5.25     Voor het oordeel dat verweerder zich klachtwaardig heeft gedragen dient allereerst vast te staan dat de hem verweten gedraging ook daadwerkelijk heeft plaatsgevonden. Verweerder betwist hetgeen klager heeft gesteld. Ter zake dit onderdeel staan de standpunten van partijen tegenover elkaar. Evenmin blijkt hetgeen door klager is gesteld voldoende uit het dossier. Nu niet is gebleken dat het verweten handelen door verweerder heeft plaatsgevonden zal de raad de klacht op dit onderdeel ongegrond verklaren.

5.26     Uit het voorgaande volgt dat verweerder klager meerdere keren niet heeft geïnformeerd met betrekking tot door hem voor klager te voeren procedures en andere voor hem te verrichten werkzaamheden. Tevens heeft verweerder nagelaten belangrijke afspraken schriftelijk te bevestigen. Verweerder heeft aldus tuchtrechtelijk verwijtbaar gehandeld. Voor zover verweerder, zoals hij ter zitting stelt, een en ander wel schriftelijk heeft bevestigd maar deze stukken niet naar de deken heeft verzonden en dus ook niet ter kennis van de raad heeft gebracht, dient dit voor  risico van verweerder te blijven.

Gelet op het feit dat verweerder niet eerder tuchtrechtelijk is veroordeeld zal de raad volstaan met oplegging van de maatregel van berisping.

6.             Beslissing

6.1         De raad van discipline verklaart:

-  de klachtonderdelen 1, 4, 5 en 6 gegrond;

-  klachtonderdeel 3 gegrond voor zover de klacht erop ziet dat verweerder zonder toestemming of medeweten van klager heeft ingestemd met omzetting van een gelegd conservatoir beslag in een depot bij de notaris;

-  klachtonderdeel 3 ongegrond voor zover deze inhoudt dat verweerder klager niet van de verdere procedure op de hoogte heeft gehouden;

-  Klachtonderdelen 2 en 7 ongegrond.

7.             Maatregel

7.1         De raad legt op de maatregel van berisping.

Aldus gegeven en in het openbaar uitgesproken door mr. R.P.G. Houterman, voorzitter en

mr. L.J.G. de Haas, mr. Th. Kremers, mr. R.G.A.M. Theunissen, mr. E.J.P.J.M. Kneepkens, leden, alsmede mr. A.M.T.A. Verhagen, plaatsvervangend griffier, ter openbare zitting van de raad d.d. 15 november 2010.

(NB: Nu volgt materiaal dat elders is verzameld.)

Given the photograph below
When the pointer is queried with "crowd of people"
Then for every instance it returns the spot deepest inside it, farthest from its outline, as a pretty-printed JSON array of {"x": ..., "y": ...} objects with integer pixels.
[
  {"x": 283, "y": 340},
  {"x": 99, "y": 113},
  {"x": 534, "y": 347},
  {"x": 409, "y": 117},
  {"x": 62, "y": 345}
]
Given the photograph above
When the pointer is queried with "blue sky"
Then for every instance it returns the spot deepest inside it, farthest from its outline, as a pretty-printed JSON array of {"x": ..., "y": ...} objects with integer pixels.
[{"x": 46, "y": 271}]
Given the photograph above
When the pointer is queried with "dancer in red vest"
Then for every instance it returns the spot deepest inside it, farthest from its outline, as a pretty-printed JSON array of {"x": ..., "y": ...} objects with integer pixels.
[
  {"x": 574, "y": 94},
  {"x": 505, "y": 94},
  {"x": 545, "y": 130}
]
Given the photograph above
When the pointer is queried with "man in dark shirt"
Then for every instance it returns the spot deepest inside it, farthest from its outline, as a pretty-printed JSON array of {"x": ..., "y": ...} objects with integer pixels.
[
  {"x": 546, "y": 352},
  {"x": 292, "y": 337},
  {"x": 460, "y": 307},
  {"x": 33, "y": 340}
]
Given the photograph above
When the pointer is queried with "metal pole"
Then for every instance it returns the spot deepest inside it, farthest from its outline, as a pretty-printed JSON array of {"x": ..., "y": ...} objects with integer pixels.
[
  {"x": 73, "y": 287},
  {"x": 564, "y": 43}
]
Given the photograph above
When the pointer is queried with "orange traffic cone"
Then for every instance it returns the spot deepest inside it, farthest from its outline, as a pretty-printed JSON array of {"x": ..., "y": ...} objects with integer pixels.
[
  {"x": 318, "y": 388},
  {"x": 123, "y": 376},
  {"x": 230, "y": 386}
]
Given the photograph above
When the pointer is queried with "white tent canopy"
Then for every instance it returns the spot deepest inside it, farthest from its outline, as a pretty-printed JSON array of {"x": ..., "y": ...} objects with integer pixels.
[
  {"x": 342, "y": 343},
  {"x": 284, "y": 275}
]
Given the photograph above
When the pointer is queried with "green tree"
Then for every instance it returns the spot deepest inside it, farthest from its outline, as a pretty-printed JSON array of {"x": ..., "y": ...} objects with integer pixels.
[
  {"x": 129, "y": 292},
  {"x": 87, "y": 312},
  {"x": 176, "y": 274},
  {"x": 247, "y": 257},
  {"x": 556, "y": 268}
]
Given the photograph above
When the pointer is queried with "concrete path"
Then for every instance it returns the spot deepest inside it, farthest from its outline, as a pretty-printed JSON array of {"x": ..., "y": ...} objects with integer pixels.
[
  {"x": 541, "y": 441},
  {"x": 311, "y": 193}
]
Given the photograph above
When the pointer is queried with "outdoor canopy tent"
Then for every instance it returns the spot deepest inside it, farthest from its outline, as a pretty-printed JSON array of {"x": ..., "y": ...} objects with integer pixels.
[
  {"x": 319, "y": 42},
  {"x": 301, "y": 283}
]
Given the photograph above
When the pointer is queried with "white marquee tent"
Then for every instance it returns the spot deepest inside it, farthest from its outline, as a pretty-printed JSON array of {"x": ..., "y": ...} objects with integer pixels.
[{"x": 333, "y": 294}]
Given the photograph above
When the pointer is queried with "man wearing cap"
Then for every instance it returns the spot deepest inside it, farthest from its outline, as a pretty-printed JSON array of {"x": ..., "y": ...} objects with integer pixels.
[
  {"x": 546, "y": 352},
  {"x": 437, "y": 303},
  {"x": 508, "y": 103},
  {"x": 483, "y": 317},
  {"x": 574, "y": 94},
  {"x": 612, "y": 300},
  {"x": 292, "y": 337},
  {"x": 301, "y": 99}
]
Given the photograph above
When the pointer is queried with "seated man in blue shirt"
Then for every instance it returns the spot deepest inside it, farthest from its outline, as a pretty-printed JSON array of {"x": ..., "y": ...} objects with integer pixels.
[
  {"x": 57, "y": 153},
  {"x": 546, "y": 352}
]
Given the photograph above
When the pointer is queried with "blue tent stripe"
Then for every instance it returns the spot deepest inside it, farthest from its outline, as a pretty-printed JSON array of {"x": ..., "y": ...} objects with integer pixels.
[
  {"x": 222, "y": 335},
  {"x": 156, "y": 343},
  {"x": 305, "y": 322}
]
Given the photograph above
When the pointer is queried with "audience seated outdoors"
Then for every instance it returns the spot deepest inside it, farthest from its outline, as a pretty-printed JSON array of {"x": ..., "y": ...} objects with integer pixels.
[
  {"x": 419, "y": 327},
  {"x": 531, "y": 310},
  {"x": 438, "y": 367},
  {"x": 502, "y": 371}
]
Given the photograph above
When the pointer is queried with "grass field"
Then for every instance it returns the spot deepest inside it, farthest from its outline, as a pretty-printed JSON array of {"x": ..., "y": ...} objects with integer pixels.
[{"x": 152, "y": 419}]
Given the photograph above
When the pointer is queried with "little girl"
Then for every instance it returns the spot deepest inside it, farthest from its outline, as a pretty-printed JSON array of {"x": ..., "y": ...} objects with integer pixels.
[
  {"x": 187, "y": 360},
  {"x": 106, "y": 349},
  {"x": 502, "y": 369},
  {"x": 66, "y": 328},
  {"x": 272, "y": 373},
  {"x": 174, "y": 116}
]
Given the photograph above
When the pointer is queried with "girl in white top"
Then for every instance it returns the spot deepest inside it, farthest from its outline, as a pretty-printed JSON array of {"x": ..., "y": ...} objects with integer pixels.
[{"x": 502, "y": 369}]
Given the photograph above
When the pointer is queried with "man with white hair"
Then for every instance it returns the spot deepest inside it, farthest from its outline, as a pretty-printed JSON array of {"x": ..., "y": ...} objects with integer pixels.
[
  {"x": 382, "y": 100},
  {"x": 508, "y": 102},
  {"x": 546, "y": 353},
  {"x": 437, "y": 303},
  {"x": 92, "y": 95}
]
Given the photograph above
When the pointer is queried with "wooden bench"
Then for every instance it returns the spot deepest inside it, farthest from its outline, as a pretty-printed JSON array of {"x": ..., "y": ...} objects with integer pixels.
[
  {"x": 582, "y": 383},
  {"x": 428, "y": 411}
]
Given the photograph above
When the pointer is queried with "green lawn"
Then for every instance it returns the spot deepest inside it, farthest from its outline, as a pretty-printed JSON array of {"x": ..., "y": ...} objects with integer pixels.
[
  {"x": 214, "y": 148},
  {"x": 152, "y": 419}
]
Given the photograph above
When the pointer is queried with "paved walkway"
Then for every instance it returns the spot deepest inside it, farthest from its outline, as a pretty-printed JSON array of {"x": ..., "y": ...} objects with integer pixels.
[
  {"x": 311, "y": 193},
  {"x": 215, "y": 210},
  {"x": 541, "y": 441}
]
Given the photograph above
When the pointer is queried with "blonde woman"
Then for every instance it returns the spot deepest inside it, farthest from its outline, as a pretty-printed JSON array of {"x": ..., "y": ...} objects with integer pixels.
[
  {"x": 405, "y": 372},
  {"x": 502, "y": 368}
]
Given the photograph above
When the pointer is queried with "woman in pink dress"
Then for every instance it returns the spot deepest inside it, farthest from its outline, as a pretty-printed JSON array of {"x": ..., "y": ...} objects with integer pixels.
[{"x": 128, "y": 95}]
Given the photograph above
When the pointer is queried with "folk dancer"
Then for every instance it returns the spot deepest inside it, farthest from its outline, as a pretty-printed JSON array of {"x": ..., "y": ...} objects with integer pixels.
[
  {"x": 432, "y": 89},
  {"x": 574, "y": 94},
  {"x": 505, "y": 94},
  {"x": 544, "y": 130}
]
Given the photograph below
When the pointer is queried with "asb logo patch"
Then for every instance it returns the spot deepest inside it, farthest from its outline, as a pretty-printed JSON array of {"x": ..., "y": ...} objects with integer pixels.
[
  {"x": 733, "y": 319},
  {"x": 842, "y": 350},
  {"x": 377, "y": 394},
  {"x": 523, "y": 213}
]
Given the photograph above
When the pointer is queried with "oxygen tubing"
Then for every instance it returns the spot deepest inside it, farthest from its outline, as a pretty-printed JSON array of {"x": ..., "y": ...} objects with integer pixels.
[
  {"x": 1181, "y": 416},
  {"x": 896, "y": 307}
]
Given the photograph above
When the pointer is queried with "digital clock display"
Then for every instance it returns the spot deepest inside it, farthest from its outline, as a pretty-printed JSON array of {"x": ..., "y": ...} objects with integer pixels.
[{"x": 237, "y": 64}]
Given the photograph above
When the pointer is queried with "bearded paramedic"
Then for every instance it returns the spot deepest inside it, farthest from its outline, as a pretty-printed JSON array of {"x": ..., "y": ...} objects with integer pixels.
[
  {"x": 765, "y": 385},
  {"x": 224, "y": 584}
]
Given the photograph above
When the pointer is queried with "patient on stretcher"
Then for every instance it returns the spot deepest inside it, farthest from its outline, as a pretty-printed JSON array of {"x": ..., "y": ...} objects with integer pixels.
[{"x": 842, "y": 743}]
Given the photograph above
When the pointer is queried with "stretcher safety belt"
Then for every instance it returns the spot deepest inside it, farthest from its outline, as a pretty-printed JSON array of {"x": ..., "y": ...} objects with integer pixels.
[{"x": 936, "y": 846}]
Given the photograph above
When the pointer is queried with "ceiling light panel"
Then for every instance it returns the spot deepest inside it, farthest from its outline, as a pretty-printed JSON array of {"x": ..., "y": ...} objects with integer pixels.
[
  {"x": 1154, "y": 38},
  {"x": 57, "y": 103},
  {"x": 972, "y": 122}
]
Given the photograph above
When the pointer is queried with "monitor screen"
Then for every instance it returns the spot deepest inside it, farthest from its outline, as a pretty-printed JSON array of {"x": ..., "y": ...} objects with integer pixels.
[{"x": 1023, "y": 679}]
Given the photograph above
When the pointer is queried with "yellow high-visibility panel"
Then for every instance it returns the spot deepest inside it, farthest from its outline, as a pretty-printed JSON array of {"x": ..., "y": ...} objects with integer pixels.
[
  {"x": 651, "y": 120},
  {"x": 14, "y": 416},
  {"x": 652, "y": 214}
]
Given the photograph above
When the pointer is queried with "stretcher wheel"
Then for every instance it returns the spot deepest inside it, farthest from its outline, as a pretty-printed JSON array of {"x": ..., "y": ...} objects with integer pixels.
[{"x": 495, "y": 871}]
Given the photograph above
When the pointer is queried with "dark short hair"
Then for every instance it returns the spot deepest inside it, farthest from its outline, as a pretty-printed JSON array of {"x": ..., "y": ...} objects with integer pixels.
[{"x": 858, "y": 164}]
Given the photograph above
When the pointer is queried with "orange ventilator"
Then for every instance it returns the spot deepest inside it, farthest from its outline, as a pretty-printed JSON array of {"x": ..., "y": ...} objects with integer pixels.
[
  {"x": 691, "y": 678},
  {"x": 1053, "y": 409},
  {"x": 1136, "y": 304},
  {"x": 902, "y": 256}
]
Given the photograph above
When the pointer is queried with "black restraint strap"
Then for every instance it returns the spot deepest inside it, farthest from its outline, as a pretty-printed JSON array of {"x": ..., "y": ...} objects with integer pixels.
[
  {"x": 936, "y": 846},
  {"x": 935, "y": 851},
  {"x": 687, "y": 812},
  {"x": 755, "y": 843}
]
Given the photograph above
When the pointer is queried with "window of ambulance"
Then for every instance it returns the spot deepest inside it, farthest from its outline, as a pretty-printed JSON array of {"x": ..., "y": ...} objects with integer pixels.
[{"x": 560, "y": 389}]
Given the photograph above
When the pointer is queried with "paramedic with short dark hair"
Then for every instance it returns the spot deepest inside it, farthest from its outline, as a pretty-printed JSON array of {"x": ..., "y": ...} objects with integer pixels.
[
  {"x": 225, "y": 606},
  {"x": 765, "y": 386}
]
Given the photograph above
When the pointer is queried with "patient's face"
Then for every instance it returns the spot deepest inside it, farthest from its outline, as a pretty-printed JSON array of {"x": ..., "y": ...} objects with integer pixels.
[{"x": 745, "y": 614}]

_____________________                                                                  __________________

mr. A.M.T.A. Verhagen,                                                                     mr. R.P.G. Houterman

plaatsvervangend griffier                                                                    voorzitter

Verzonden op: 19 november 2010

Van deze beslissing kan binnen 30 dagen na verzending van het afschrift hoger beroep worden ingesteld bij het Hof van Discipline. De eerste dag van de termijn van 30 dagen is de dag volgend op de dag van de verzending van het afschrift. Uiterlijk op de dertigste dag dient uw appelmemorie in het bezit te zijn van de griffier van het Hoge van Discipline. Het gaat mitsdien niet om tijdige verzending van de appelmemorie maar o tijdige ontvangst door de griffier van het Hof van Discipline. U dient er rekening mee te houden dat verlenging van deze termijn niet tot de mogelijkheden behoort. Beroep dient te worden ingesteld door middel van een memorie, waarin de gronden van het beroep zijn vermeld en van een motivering zijn voorzien.  De memorie dient in zevenvoud te worden ingediend en vergezeld te zijn  van zes kopieën van de beslissing waartegen beroep wordt ingesteld.

De appelmemorie kan op de volgende wijzen worden ingediend bij het Hof van Discipline:

a.      Per post. Het postadres van de griffie van het Hof van Discipline is:

Postbus 132,

4840 AC Prinsenbeek.

b.      Bezorging. De griffie is gevestigd aan het adres

Markt 44,

4841 AC Prinsenbeek.

Bezorging kan uitsluitend plaatsvinden op de gebruikelijke werkdagen tijdens de gebruikelijke kantooruren.

c.        Per fax. Het faxnummer van het Hof van Discipline is 076-5484608.

Tegelijkertijd met de indiening per fax dienen de originele stukken per post te worden toegezonden aan de griffie van het Hof in het vereiste aantal.

Voor het inwinnen van nadere informatie:

Het telefoonnummer van het Hof van Discipline is 076-5484607.